Friday, October 1, 2010

How Does Google Find What You Want?

Most people do not understand how Google finds what they want.  Here's how.
First it must be understood that Google was NOT the first search engine for the web.  Here are a list of the 57 different search engines since the beginning of the Internet with such strange names as Dogpile, GenieKnows and ChaCha.  Google started in 1998.  Today people search it about 91,000,000 times per day, which is about 1,053 searches a second.

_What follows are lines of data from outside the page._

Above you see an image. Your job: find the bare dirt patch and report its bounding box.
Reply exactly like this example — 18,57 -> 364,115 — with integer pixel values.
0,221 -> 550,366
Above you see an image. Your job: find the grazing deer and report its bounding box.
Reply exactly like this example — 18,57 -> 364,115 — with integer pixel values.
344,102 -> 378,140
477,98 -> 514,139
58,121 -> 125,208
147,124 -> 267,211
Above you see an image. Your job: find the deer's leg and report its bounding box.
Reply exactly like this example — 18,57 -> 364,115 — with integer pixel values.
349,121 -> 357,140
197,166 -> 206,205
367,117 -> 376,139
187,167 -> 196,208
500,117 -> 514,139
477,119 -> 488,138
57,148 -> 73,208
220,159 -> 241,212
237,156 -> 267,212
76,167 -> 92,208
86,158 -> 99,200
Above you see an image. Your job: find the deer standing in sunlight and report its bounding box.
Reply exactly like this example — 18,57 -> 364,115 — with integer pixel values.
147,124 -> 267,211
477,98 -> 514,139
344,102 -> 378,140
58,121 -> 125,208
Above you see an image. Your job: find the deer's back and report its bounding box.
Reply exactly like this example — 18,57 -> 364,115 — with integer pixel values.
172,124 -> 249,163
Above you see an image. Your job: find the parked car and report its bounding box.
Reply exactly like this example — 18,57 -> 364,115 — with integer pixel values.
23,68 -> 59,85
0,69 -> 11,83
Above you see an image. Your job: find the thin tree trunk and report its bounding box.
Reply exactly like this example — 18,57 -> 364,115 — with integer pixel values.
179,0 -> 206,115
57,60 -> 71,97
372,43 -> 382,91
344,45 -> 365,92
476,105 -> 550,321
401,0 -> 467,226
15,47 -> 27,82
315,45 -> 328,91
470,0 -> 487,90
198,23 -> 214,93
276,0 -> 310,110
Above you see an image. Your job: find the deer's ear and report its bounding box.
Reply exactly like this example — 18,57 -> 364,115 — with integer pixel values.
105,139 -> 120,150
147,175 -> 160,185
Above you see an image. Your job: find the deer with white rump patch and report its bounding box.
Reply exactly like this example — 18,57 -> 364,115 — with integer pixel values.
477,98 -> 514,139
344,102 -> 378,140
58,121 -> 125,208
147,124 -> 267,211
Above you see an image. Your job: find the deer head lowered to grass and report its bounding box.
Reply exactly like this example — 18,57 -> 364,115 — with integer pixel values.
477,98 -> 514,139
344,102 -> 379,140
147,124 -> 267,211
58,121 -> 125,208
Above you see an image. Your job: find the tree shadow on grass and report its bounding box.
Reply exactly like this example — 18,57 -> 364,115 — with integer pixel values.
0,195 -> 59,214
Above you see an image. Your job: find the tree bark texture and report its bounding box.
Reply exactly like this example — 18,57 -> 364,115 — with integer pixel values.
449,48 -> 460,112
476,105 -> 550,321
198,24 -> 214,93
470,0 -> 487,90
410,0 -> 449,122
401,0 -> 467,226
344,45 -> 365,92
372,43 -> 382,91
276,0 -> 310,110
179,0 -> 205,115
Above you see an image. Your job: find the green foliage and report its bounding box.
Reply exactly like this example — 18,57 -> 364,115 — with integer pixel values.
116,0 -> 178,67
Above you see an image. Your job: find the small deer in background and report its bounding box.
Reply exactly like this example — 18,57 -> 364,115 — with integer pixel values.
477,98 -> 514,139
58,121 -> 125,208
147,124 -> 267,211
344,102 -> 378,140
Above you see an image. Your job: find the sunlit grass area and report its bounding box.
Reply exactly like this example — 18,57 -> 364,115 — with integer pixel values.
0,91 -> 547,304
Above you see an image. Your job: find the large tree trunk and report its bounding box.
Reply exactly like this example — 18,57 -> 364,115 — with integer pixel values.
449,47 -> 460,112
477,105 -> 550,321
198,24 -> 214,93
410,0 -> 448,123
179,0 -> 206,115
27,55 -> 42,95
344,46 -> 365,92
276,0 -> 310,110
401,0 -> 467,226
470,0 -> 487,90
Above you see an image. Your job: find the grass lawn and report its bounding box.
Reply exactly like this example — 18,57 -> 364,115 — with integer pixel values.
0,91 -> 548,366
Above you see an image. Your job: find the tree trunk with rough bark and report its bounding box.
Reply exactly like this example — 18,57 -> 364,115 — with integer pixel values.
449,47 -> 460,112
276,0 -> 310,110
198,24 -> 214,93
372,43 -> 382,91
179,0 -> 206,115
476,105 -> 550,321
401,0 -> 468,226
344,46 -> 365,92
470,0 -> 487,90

When you search on Google it does not search the entire internet.  It searches its index of pages and lists them according to what is called "PageRank."  PageRank was named after Larry Page one of the founders of Google.  PageRank is a trademark of Google and is a "link analysis algorithm."  An algorithm is a step by step problem solving procedure programmed for a computer.  Link analysis looks for associations between objects.  I am sure this diagram will clear things right up for those who are not programmers or math majors:

For those who MIGHT want a slightly simpler explanation for the process there is this video:
So the steps that happen in seconds are the following (this explanation with the accompanying diagram I have taken from this excellent site):
1.  Google's web crawler named googlebot finds and retrieves the pages on the web
2.  Google Indexer sorts the pages alphabetically by search term and an entry which sotres the list of documents where term appears and the location of the term within the text
3.  Google's Query Processor evaluates your search and matches it to the relevant documents.  The PageRank orders the pages that match in order of importance using over 100 factors to determine the rank which includes the popularity of the page (i.e., how many others have clicked on it doing the same search).  This is an over simplistic explanation.  The formulas that Google uses for this calculation are closely guarded and are constantly improved.

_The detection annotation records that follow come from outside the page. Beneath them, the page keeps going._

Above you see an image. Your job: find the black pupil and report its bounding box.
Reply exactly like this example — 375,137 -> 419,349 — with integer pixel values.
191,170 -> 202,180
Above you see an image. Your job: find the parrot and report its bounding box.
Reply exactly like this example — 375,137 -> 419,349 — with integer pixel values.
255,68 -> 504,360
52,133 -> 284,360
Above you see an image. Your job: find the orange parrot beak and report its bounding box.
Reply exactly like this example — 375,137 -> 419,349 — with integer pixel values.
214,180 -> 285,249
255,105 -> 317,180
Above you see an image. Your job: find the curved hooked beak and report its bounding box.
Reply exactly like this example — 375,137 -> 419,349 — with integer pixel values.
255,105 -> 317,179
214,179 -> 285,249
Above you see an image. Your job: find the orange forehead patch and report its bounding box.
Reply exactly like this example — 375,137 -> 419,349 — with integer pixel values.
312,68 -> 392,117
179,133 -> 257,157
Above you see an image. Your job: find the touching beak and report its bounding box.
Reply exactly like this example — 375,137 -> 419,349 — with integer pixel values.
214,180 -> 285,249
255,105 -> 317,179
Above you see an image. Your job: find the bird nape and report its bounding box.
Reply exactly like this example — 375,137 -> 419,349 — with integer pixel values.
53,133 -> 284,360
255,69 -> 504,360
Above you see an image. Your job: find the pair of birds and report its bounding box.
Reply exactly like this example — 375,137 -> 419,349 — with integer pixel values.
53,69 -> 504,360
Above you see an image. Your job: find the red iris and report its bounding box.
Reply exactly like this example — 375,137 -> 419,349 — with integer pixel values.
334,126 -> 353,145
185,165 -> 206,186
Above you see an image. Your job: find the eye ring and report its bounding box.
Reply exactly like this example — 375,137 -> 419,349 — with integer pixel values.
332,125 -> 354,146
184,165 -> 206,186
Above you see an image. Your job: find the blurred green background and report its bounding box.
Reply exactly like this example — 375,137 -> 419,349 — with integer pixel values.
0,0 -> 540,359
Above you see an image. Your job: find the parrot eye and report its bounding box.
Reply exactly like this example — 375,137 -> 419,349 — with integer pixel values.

Google uses what is called "machine-learning" techniques to automatically improve its understanding of relationship and associations within the stored information in the pages it has indexed.  This is how it learned to correct your spelling when you mistype a word in a search.

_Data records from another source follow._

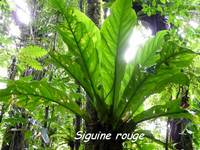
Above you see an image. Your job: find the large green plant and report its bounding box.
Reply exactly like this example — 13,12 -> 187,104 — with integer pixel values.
0,0 -> 195,148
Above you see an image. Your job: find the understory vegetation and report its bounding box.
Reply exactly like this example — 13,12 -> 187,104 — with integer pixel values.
0,0 -> 200,150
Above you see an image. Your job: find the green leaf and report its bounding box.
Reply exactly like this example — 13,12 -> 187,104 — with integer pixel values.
160,0 -> 166,4
51,6 -> 100,99
101,0 -> 136,111
133,100 -> 192,123
18,46 -> 47,70
117,34 -> 195,124
50,1 -> 110,118
0,79 -> 88,121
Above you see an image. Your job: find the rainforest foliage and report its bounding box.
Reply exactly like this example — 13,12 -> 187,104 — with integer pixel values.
0,0 -> 200,150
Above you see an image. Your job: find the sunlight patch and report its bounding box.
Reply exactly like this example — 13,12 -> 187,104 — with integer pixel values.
8,0 -> 31,25
124,25 -> 152,63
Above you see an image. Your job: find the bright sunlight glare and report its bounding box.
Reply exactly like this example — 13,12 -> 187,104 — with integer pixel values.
0,67 -> 7,89
124,25 -> 152,63
9,22 -> 21,37
189,20 -> 199,29
8,0 -> 31,25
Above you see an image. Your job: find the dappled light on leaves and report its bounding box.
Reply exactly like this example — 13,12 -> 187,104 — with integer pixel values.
9,22 -> 21,37
124,26 -> 152,63
8,0 -> 31,25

Although this might appear to resemble artificial intelligence it isn't.  It is simply very clever programming combined with exhaustive trial and error by google's computers until it statistically gets it right, whether this be spelling or even language translation.  This might explain why Google is such a wealthy company.

1 comment:

Jeremiah Bilas said...

I actually remember Dogpile, I remember using one called hotbot a lot also, until I realized it was terrible. But let me come to the defense of Google, you end this article denying google's search abilities as AI and I think that wrong. It took a lot of trial and error to evolve our intelligence, and the process sounds very much like our neural network. certain nurons strengthened when repeatedly accessed while others are left to weaken or die when not accessed. Just because we understand how it works doesn't mean we should deny its intelligence. One day we will also understand all the workings of our own intelligence.